Certo, è più importante la prospettiva. Potrebbe essere più realistico cominciare con poco se questo poco è inserito in un serio e ragionato progetto di riforma fiscale e di rilancio del paese; se invece si tratta di una misura una tantum, elettorale come le promesse che si fanno quando si sa già che l’orizzonte temporale del governo è solo di qualche mese, allora forse meglio mettere quei miliardi direttamente nella riduzione del debito pubblico. Di cui nessuno sembra più parlare ma che resta lì, in attesa che l’Europa ci ricordi quanto sia limitante per la crescita e quanto ciò ci renda sensibili ai minimi aumenti dello spread.

In realtà una via d’uscita ci sarebbe: e sarebbe quella di non spalmare la piccola riduzione del cuneo fiscale su tutta la popolazione ma di irrobustire la parte rivolta alla platea delle imprese, proprio per dare una spinta all’occupazione, e di concentrarla sulle fasce economicamente e socialmente più deboli. Che non sono più, ormai da tempo, i pensionati ma che sono invece i lavoratori e i cittadini più giovani. 
In un clima surreale in cui la preoccupazione principale di alcuni politici sembra quella di tutelare i più anziani, che, ma solo secondo loro, non saprebbero usare un bancomat o una carta prepagata, ci dimentichiamo che chi si batte ogni giorno per costruire presente e futuro, con prospettive di gran lunga peggiori rispetto a chi li ha preceduti. La vera sfida, non solo fiscale, è quella di creare un mercato del lavoro che sia accogliente e che possa valorizzare proprio le generazioni più giovani, preparate e produttive.

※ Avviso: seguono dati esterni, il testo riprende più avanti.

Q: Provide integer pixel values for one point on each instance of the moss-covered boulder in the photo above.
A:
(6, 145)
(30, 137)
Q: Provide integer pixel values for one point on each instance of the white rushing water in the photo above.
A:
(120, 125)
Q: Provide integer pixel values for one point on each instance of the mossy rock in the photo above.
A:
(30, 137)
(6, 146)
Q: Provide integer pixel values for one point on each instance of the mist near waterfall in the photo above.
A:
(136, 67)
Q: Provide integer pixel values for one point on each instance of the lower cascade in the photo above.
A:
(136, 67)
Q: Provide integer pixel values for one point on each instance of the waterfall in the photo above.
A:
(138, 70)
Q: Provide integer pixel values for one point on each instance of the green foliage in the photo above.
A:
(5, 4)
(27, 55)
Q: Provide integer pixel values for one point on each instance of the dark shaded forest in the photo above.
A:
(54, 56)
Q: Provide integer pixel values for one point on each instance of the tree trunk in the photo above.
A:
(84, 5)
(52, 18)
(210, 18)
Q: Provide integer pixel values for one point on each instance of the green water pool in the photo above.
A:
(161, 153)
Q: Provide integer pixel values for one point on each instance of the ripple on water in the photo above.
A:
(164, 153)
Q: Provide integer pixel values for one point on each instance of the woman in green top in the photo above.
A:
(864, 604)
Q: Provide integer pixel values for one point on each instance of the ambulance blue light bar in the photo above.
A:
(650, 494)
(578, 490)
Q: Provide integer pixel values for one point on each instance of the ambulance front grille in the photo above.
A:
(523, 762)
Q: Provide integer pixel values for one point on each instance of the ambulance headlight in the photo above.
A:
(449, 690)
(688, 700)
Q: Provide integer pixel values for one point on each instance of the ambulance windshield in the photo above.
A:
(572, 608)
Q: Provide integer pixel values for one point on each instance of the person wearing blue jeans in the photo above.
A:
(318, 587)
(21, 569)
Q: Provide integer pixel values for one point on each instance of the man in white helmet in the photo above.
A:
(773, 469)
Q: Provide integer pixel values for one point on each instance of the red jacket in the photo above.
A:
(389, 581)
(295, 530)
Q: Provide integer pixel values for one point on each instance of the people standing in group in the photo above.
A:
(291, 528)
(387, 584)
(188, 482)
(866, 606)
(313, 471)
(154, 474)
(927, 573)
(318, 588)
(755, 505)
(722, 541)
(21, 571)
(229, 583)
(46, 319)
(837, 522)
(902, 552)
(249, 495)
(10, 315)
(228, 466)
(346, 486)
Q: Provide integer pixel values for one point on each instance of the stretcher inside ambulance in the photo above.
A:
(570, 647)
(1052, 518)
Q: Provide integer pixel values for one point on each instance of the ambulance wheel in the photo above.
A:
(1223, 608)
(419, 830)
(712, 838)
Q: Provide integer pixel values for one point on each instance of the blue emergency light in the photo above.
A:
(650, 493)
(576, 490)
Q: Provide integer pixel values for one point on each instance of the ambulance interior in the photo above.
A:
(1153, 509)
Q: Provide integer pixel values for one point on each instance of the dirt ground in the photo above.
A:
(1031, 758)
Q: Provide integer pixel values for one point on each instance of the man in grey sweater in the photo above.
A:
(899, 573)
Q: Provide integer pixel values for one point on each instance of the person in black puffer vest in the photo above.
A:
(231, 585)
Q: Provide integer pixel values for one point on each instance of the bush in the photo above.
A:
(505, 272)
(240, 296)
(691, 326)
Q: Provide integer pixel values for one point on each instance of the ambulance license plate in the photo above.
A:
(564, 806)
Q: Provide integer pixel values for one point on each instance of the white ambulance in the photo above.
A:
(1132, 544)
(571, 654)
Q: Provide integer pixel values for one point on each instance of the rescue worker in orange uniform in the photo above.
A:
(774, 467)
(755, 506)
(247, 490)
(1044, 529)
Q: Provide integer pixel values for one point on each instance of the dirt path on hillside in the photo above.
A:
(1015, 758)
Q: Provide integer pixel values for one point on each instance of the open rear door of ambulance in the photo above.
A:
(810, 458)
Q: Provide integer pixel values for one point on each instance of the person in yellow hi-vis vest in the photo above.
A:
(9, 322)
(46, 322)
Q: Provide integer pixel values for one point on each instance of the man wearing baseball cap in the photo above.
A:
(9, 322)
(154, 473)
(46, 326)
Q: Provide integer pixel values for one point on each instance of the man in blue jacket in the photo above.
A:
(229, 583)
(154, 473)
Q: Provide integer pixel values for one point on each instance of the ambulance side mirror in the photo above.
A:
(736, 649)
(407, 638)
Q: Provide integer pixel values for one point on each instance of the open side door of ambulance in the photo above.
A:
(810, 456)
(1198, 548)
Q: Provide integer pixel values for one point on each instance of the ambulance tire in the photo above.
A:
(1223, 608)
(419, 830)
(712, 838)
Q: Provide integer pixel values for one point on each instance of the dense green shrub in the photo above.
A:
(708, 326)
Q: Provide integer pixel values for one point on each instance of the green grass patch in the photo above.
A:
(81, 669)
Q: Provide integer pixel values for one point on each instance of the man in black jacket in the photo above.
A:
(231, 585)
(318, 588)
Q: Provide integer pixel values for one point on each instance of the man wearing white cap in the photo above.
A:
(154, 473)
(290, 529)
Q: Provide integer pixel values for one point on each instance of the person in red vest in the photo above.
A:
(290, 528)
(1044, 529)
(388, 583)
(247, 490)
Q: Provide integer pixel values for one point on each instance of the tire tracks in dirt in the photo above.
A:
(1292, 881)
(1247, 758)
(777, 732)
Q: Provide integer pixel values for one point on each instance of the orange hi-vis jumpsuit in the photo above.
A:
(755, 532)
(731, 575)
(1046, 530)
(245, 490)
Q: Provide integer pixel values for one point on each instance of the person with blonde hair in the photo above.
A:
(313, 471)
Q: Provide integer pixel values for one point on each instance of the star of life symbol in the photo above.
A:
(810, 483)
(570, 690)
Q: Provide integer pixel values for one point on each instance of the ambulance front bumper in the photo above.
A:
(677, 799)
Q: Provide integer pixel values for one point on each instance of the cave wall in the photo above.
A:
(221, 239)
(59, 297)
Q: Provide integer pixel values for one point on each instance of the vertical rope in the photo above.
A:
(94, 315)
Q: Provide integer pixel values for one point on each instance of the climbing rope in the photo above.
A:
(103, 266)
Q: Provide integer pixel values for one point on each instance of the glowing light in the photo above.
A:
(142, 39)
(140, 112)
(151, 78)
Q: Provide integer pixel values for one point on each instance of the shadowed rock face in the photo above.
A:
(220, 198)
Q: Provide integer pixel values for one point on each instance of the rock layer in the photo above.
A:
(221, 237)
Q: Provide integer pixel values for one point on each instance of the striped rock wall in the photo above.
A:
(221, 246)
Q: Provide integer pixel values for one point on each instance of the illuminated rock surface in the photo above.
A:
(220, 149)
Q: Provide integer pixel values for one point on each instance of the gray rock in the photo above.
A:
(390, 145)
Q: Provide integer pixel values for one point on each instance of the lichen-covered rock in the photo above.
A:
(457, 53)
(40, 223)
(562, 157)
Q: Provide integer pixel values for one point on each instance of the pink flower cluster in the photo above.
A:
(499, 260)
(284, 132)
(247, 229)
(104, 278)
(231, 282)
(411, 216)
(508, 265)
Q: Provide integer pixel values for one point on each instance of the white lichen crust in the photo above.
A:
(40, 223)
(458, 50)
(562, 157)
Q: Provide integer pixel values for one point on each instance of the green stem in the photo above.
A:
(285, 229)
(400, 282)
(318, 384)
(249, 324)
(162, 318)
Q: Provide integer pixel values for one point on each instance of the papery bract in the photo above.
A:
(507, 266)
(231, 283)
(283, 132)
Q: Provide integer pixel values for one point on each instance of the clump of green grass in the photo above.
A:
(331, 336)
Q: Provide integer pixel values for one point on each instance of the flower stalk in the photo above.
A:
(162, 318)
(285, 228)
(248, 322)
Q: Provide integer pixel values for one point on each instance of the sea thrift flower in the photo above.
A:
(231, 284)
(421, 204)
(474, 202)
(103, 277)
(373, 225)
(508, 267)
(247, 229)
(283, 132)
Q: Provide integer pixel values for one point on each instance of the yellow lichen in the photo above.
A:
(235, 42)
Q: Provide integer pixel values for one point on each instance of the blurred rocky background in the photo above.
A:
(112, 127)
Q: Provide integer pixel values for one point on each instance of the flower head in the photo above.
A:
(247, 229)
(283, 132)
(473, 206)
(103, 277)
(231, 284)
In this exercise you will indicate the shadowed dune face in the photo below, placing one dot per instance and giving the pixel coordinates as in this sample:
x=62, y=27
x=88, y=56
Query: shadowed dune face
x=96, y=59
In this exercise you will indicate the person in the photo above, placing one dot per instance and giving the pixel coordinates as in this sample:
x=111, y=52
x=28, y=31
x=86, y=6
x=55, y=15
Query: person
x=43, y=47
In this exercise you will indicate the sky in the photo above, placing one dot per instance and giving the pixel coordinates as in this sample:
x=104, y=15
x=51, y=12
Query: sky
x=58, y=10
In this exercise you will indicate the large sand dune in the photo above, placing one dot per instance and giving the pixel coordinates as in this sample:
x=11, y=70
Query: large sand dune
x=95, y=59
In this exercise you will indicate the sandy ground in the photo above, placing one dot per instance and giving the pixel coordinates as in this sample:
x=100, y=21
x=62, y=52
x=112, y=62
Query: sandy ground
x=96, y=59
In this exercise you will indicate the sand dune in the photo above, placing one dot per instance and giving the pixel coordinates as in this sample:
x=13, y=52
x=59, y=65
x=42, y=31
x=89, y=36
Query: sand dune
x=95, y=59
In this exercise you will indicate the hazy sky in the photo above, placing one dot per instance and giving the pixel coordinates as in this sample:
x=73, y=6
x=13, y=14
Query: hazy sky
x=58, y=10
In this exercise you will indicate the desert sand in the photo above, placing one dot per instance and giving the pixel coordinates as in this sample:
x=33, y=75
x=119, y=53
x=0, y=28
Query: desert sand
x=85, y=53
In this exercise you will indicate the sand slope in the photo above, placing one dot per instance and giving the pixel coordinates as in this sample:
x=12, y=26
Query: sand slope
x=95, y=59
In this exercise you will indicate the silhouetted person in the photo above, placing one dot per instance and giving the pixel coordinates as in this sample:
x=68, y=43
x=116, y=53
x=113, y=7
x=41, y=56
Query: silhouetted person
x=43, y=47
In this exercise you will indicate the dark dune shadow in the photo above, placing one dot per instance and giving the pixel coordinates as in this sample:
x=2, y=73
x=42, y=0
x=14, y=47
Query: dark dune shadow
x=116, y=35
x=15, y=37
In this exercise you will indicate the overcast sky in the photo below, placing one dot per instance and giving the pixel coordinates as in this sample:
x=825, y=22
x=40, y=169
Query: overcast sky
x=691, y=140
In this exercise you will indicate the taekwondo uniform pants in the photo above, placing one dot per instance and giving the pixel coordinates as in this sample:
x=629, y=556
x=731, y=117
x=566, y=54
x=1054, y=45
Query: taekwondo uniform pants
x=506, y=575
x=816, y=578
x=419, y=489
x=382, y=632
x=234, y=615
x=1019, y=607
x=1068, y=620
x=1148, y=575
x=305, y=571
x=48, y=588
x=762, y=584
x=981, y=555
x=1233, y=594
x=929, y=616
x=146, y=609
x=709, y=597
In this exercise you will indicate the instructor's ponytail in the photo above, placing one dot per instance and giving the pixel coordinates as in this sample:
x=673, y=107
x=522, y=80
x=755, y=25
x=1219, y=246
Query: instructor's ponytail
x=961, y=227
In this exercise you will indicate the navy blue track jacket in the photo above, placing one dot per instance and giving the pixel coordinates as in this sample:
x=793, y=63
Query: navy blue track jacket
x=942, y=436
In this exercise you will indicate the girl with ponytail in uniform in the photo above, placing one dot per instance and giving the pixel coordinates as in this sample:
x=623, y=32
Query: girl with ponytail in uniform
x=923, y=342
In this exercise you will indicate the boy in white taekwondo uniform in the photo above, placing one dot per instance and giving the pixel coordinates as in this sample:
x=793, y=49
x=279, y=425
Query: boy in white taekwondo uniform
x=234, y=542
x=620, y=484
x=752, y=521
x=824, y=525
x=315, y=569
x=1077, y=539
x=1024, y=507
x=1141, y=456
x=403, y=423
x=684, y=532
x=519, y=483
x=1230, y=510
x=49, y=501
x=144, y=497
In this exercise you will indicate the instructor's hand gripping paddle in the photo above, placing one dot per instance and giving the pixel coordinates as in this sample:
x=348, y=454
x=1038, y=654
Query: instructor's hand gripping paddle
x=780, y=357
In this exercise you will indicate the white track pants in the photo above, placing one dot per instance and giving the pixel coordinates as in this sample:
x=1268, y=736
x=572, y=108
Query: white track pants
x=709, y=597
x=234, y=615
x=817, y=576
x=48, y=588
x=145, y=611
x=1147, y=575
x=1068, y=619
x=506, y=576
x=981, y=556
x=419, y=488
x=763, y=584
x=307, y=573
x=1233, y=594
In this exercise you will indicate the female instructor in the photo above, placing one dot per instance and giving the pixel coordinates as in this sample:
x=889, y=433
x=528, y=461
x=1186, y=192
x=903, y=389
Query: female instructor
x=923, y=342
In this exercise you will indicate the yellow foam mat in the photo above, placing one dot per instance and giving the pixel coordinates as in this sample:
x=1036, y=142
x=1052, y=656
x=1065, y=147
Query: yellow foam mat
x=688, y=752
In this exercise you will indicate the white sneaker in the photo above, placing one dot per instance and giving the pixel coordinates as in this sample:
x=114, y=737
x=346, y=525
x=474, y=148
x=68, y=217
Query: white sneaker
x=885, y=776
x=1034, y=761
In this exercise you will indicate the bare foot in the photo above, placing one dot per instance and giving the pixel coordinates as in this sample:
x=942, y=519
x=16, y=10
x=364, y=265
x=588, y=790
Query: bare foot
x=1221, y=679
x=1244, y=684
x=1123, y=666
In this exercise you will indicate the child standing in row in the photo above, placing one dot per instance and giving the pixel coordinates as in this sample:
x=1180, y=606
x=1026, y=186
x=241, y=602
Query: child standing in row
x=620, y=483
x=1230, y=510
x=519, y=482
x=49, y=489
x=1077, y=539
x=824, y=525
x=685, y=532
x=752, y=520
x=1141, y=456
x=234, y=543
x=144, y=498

Cosa possono fare invece piccole mance distribuite a pioggia per fermare l’emorragia di migliaia di giovani, laureati e non, che ogni anno decidono di trasferire la propria residenza all’estero? La vera discontinuità che il nuovo governo dovrebbe cercare sta tutta qui: nell’avere una prospettiva di medio lungo periodo e non più, come troppo spesso accade, orientata alla prossima tornata elettorale. È una strategia che il paese non si può più permettere.